The mass spectrometry operating parameters in positive ion mode were as follows: spray voltage, 3500 V; sheath gas flow rate, 40 Arb; auxiliary gas flow rate, 10 Arb; ion transfer temperature, 325 °C; and heating temperature, 350 °C. The full scan settings were as follows: resolution, 60,000; scanning range, 100–1500 Da; RF lens, 70%. For data-dependent MS² (ddMS²) analysis, the top N value was set to 5, with a resolution of 15,000 and the scanning range mode set to auto. The operating parameters in negative ion mode were as follows: spray voltage, 2500 V; sheath gas flow rate, 40 Arb; auxiliary gas flow rate, 10 Arb; ion transfer temperature, 325 °C; and heating temperature, 350 °C. The full scan settings were identical to those used in positive ion mode: resolution, 60,000; scanning range, 70–1050 Da; and RF lens, 70%. For ddMS² analysis, the top N value was set to 5, with a resolution of 15,000 and the scanning range mode set to auto.

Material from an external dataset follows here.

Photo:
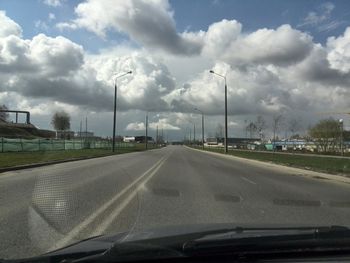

3.10. Statistical Analysis

The measurements were performed in triplicate. Statistical analysis was performed using SPSS 19.0 software (IBM Corporation, Armonk, NY, USA, 2010), and the results were expressed as the mean ± standard deviation. The data were analyzed using one-way ANOVA, followed by the S-N-K test, with a significance level of p < 0.05. Origin 2021 software (OriginLab Corporation, Northampton, MA, USA, 2021) and SIMCA 14.1 software were used.

4. Conclusions

Silkworm is a widely accepted hypoglycemic food in Asia, and B. batryticatus is a dried silkworm body, which is derived by the infection (or artificial inoculation) of B. bassiana. Nowadays, B. batryticatus is widely used in clinical practice for antiepilepsy, anticonvulsion, antidiabetes and blood lipid regulation, but there is still a lack of functional compound data. In this study, B. batryticatus was prepared, extracted, and separated using solvents of different polarities. Compared with the extracts of healthy silkworm larvae, the total reducing power, hydroxyl radical scavenging capacity, superoxide anion radical scavenging capacity, α-glucosidase inhibitory activity of the methanol extract of B. batryticatus demonstrated comprehensive superiority. Non-targeted LC-MS was further used to compare the differences in characteristic metabolites between B. batryticatus and healthy silkworm larvae. The results showed that fatty acids and their derivatives in B. batryticatus extract were significantly increased. Furthermore, the B. batryticatus extract was fractionated and separated according to polarity using solvents of different polarities, and the chloroform fraction of B. batryticatus exhibited the strongest α-glucosidase inhibitory activity. LC-MS was used to identify the compound composition of chloroform fraction. The results showed that nitrogen-containing heterocyclic compounds and fatty acid derivatives may contribute to the strong α-glucosidase inhibitory ability of chloroform fraction. The results provide a theoretical basis for the clinical application of B. batryticatus, and the active molecules in chloroform fraction offer potential for the development of hypoglycemic drugs. However, the hypoglycemic ability and mechanism of specific active substances in chloroform fraction of B. batryticatus still require further experiments such as molecular dynamic simulations or in vivo experiments of specific active substances.